Back in early March, State Street Global Advisors erected a 4-foot-tall bronze statue of a young girl across from the iconic Wall Street Bull. The company is the investment management division of State Street Corporation, the third largest asset manager in the world. The statue was placed in Bowling Green Park in Manhattan’s Financial District as an act of support and solidarity with the International Women’s Day March.
The size disproportion between the bull and the girl is striking. The 11-foot-tall animal is a hulking mass of muscle, pointed horns and planted hooves. The girl is a slight figure of adolescence, a rumpled skirt, and blowing hair. The bull is bearing down, lunging and charging. The girl is flat footed, hands on hips, knees swayed back.
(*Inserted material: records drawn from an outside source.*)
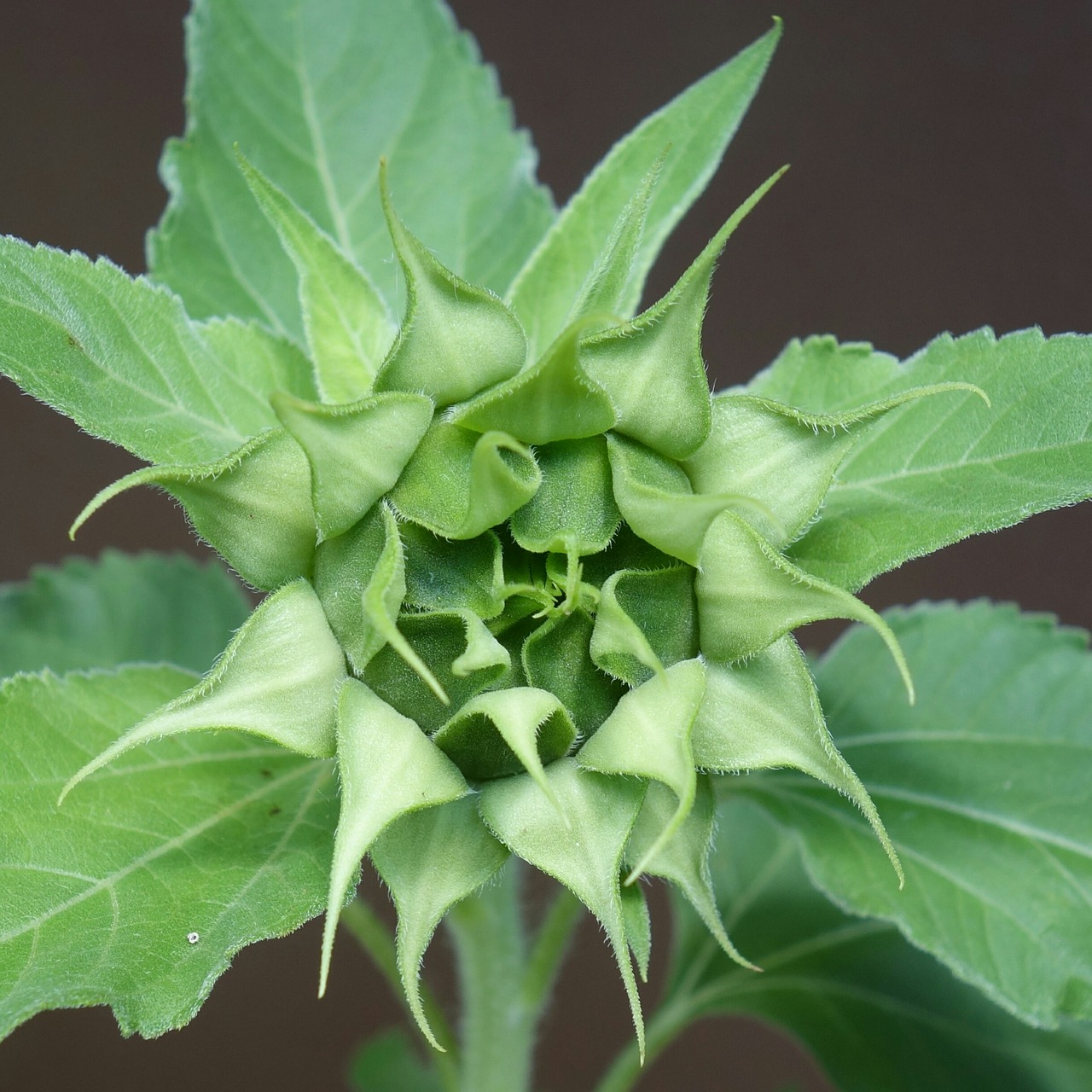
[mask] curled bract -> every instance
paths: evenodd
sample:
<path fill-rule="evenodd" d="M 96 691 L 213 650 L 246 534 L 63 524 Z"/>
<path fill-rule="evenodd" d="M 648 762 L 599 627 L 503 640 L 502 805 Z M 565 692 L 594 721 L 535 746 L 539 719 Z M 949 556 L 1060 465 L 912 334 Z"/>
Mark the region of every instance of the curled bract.
<path fill-rule="evenodd" d="M 750 965 L 709 882 L 713 774 L 794 767 L 819 779 L 863 810 L 901 878 L 791 631 L 820 618 L 873 626 L 912 693 L 901 650 L 873 610 L 785 549 L 875 422 L 965 384 L 823 417 L 710 394 L 700 344 L 713 266 L 774 179 L 634 317 L 657 161 L 568 321 L 529 355 L 515 309 L 402 223 L 385 171 L 406 285 L 397 329 L 366 275 L 241 166 L 298 272 L 320 400 L 274 394 L 280 427 L 213 463 L 139 471 L 78 523 L 120 489 L 158 485 L 271 594 L 202 682 L 64 792 L 178 732 L 234 728 L 336 757 L 323 988 L 339 912 L 370 855 L 397 906 L 410 1007 L 434 1043 L 419 960 L 447 911 L 510 854 L 602 923 L 642 1041 L 642 874 L 676 885 Z"/>

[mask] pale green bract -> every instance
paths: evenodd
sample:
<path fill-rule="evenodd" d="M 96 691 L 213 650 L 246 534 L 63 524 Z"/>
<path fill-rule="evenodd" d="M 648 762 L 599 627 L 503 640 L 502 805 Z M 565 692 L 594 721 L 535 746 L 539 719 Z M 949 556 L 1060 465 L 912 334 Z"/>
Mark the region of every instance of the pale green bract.
<path fill-rule="evenodd" d="M 913 785 L 870 790 L 839 750 L 792 631 L 862 622 L 847 642 L 865 650 L 858 693 L 891 690 L 885 708 L 897 719 L 913 715 L 915 684 L 926 703 L 947 702 L 942 686 L 930 696 L 915 677 L 933 665 L 916 638 L 904 653 L 906 626 L 853 593 L 916 554 L 1089 496 L 1090 339 L 978 332 L 938 340 L 906 365 L 812 339 L 792 343 L 749 388 L 714 396 L 701 356 L 714 265 L 780 171 L 637 311 L 780 25 L 639 126 L 555 216 L 525 135 L 512 132 L 491 74 L 444 10 L 317 0 L 321 15 L 310 17 L 306 7 L 195 3 L 190 123 L 165 157 L 171 201 L 150 241 L 153 280 L 0 240 L 4 371 L 152 462 L 102 490 L 73 531 L 119 491 L 156 485 L 269 593 L 242 621 L 238 590 L 216 572 L 161 573 L 166 602 L 203 589 L 216 632 L 226 640 L 238 626 L 200 680 L 129 666 L 0 689 L 10 711 L 0 747 L 23 771 L 11 792 L 35 784 L 29 805 L 12 805 L 36 809 L 26 830 L 93 830 L 112 792 L 138 794 L 126 797 L 131 810 L 145 783 L 158 793 L 171 776 L 195 785 L 177 829 L 94 867 L 44 835 L 0 843 L 0 869 L 16 876 L 0 911 L 0 1026 L 45 1006 L 104 1001 L 127 1030 L 155 1034 L 195 1011 L 240 945 L 322 906 L 324 989 L 367 856 L 397 910 L 391 973 L 442 1049 L 420 961 L 438 923 L 514 855 L 598 919 L 639 1056 L 645 875 L 673 886 L 687 928 L 700 923 L 707 937 L 692 941 L 707 945 L 712 969 L 695 1013 L 758 998 L 755 1011 L 809 1034 L 814 1023 L 753 985 L 776 929 L 745 928 L 737 950 L 734 926 L 747 925 L 748 907 L 722 918 L 726 886 L 710 865 L 714 783 L 733 783 L 715 775 L 774 769 L 799 776 L 738 783 L 798 820 L 806 862 L 835 900 L 897 921 L 1030 1021 L 1087 1016 L 1092 962 L 1076 906 L 1053 923 L 1066 947 L 1046 974 L 1037 950 L 1020 965 L 990 965 L 971 930 L 939 928 L 922 904 L 933 881 L 922 881 L 924 895 L 899 893 L 925 851 L 889 835 L 874 798 L 949 804 Z M 377 88 L 401 112 L 376 106 Z M 207 318 L 222 310 L 234 317 Z M 1046 393 L 1058 384 L 1065 413 Z M 91 581 L 99 614 L 112 602 L 114 565 Z M 47 586 L 79 587 L 76 575 Z M 22 602 L 0 600 L 0 609 L 22 619 Z M 52 628 L 71 619 L 71 640 L 55 648 L 48 625 L 27 624 L 19 640 L 34 655 L 0 652 L 13 672 L 112 666 L 90 646 L 99 614 L 66 600 Z M 162 656 L 203 669 L 211 658 L 204 644 L 158 649 L 122 643 L 115 663 Z M 834 690 L 841 655 L 821 669 Z M 81 716 L 93 731 L 81 734 Z M 846 744 L 853 758 L 860 738 Z M 329 759 L 335 830 L 322 795 Z M 269 786 L 246 781 L 257 761 Z M 236 786 L 238 805 L 225 795 Z M 241 875 L 193 903 L 195 914 L 226 900 L 226 918 L 207 927 L 214 951 L 154 978 L 143 999 L 122 973 L 135 957 L 115 957 L 112 939 L 102 965 L 74 961 L 63 982 L 41 986 L 39 962 L 69 959 L 76 930 L 108 929 L 108 905 L 116 921 L 131 912 L 141 869 L 154 877 L 211 852 L 237 809 L 265 809 L 269 822 L 264 841 L 239 851 Z M 48 824 L 34 818 L 47 814 Z M 1070 887 L 1088 901 L 1083 828 L 1010 833 L 1035 852 L 1064 842 L 1076 855 L 1065 865 Z M 771 875 L 787 852 L 776 848 Z M 280 914 L 248 897 L 289 880 L 297 889 Z M 1076 902 L 1065 889 L 1058 899 Z M 958 917 L 966 900 L 936 890 Z M 235 933 L 233 914 L 250 915 Z M 181 921 L 169 918 L 171 943 Z M 1021 910 L 1002 926 L 1052 923 Z M 474 931 L 456 923 L 456 939 L 460 930 Z M 866 945 L 889 939 L 851 933 Z M 836 976 L 821 970 L 833 990 Z M 1037 976 L 1038 993 L 1021 973 Z M 744 975 L 751 985 L 739 985 Z M 905 983 L 892 983 L 881 985 L 902 998 Z M 841 1051 L 829 1048 L 834 1068 Z M 415 1072 L 399 1057 L 371 1064 Z"/>

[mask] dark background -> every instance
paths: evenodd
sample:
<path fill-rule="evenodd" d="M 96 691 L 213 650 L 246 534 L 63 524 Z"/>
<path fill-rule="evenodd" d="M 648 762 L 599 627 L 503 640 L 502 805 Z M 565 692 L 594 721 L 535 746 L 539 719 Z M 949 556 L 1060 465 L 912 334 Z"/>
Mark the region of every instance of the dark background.
<path fill-rule="evenodd" d="M 535 134 L 559 202 L 614 140 L 763 33 L 772 13 L 784 16 L 765 85 L 650 286 L 666 288 L 736 204 L 792 163 L 714 282 L 705 357 L 721 385 L 797 334 L 905 356 L 942 330 L 987 323 L 999 333 L 1092 330 L 1092 4 L 771 2 L 454 8 Z M 143 233 L 165 200 L 159 147 L 182 129 L 186 7 L 4 0 L 0 233 L 143 270 Z M 133 465 L 0 380 L 0 580 L 71 553 L 71 518 Z M 1090 532 L 1089 506 L 1036 517 L 906 565 L 865 597 L 883 607 L 988 595 L 1092 627 Z M 181 515 L 150 490 L 112 501 L 78 548 L 106 545 L 200 553 Z M 663 912 L 655 930 L 662 954 Z M 244 951 L 193 1024 L 153 1043 L 122 1041 L 105 1009 L 39 1016 L 0 1045 L 0 1087 L 337 1089 L 353 1044 L 396 1009 L 347 940 L 331 994 L 317 1002 L 318 950 L 312 923 Z M 429 965 L 443 961 L 440 941 Z M 547 1021 L 541 1085 L 590 1087 L 630 1034 L 610 957 L 587 926 Z M 713 1022 L 641 1088 L 773 1092 L 788 1080 L 802 1092 L 827 1088 L 792 1044 Z"/>

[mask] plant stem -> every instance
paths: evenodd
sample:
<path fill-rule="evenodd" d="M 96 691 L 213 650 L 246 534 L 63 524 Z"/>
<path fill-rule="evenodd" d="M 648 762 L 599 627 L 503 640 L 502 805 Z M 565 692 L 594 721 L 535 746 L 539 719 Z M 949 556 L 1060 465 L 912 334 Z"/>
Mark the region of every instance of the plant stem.
<path fill-rule="evenodd" d="M 462 1092 L 530 1092 L 538 1006 L 524 996 L 526 945 L 520 915 L 521 869 L 448 915 L 462 995 Z"/>
<path fill-rule="evenodd" d="M 554 993 L 554 983 L 561 961 L 572 939 L 572 930 L 583 914 L 583 907 L 568 888 L 559 888 L 538 934 L 535 937 L 527 969 L 523 975 L 523 1004 L 537 1019 Z"/>
<path fill-rule="evenodd" d="M 394 996 L 399 999 L 408 1018 L 410 1026 L 417 1033 L 429 1061 L 436 1067 L 436 1071 L 443 1082 L 444 1089 L 448 1092 L 459 1092 L 459 1052 L 448 1018 L 443 1014 L 443 1010 L 437 1004 L 431 990 L 422 983 L 420 999 L 425 1007 L 425 1016 L 437 1041 L 446 1052 L 440 1054 L 420 1034 L 417 1021 L 414 1020 L 413 1013 L 406 1005 L 405 990 L 402 988 L 402 980 L 399 976 L 394 939 L 391 937 L 390 929 L 363 899 L 354 899 L 342 910 L 340 923 L 348 929 L 357 943 L 368 953 L 379 973 L 387 981 L 387 985 L 391 987 Z"/>

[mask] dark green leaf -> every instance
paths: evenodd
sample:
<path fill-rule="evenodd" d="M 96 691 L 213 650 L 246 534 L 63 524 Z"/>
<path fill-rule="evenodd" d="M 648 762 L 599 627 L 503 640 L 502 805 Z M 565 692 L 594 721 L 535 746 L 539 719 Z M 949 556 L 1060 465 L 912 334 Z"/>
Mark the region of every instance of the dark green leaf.
<path fill-rule="evenodd" d="M 134 666 L 0 687 L 0 1036 L 86 1005 L 109 1005 L 126 1034 L 180 1028 L 240 948 L 321 911 L 327 762 L 190 734 L 122 757 L 56 807 L 72 770 L 192 681 Z"/>
<path fill-rule="evenodd" d="M 69 558 L 0 586 L 0 677 L 124 663 L 207 670 L 246 620 L 241 586 L 215 562 L 182 555 Z"/>

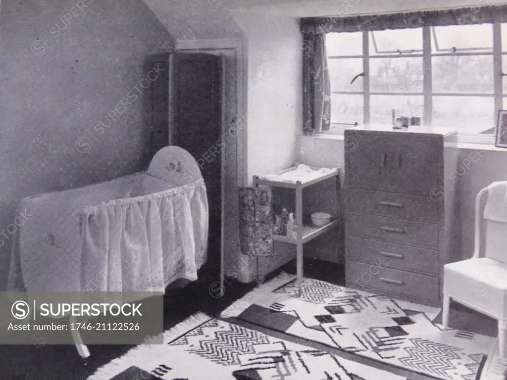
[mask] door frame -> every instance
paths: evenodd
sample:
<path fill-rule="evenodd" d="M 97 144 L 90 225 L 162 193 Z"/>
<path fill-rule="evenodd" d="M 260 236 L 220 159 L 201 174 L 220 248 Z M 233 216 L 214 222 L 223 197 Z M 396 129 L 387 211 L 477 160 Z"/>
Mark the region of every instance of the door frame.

She has been dubbed “The Fearless Girl” and clearly her posture is one of innocent defiance.
The irony of these two pieces of art is that the Wall Street Bull was created by sculptor Arturo Di Modica in response to the stock crash of 1986. The 3 ½ ton statue was cast as a symbol of strength, virility and American financial resilience. The Fearless Girl was created by artist Kristen Visbal to send a message about gender diversity in the workplace. The 50-inch sculpture represents the resiliency of women across the globe in the depiction of a young girl staring down a charging bull.
The juxtaposition of the two bronze pieces has captivated the world. It’s not hard to miss the boldness of a 1700-pound raging animal advancing on an unflappable 60-pound child.
‘Fearless’ is a good word for this girl. Clearly both of these statues are also the symbolic equivalents of their time. Back in 1987, ‘greed was good’ and the American Dream was romanticized by the power and prosperity of cuff-linked bond traders and raging bulls. Thirty years later predatory practices and toxic money have taught us to be hardnosed and skeptical. The epic of America is now captured by the plucky pragmatism and cheekiness of a tough kid.
It is a reminder that deep within the financial jungles of bulls, bears and wolves — everyday people still matter. In a wild world of bonds and trades, asks and offers, big boards and blue chips — the ordinary can still rise above the noise. There among the metro-capitalists and the fast-moneyed masters of the universe, this intrepid young lady is Main Street. And in a time of slow recovery and a shrinking middle class, one can also glean that the quintessential ‘little guy’ has been aptly depicted as a fearless ‘little girl.’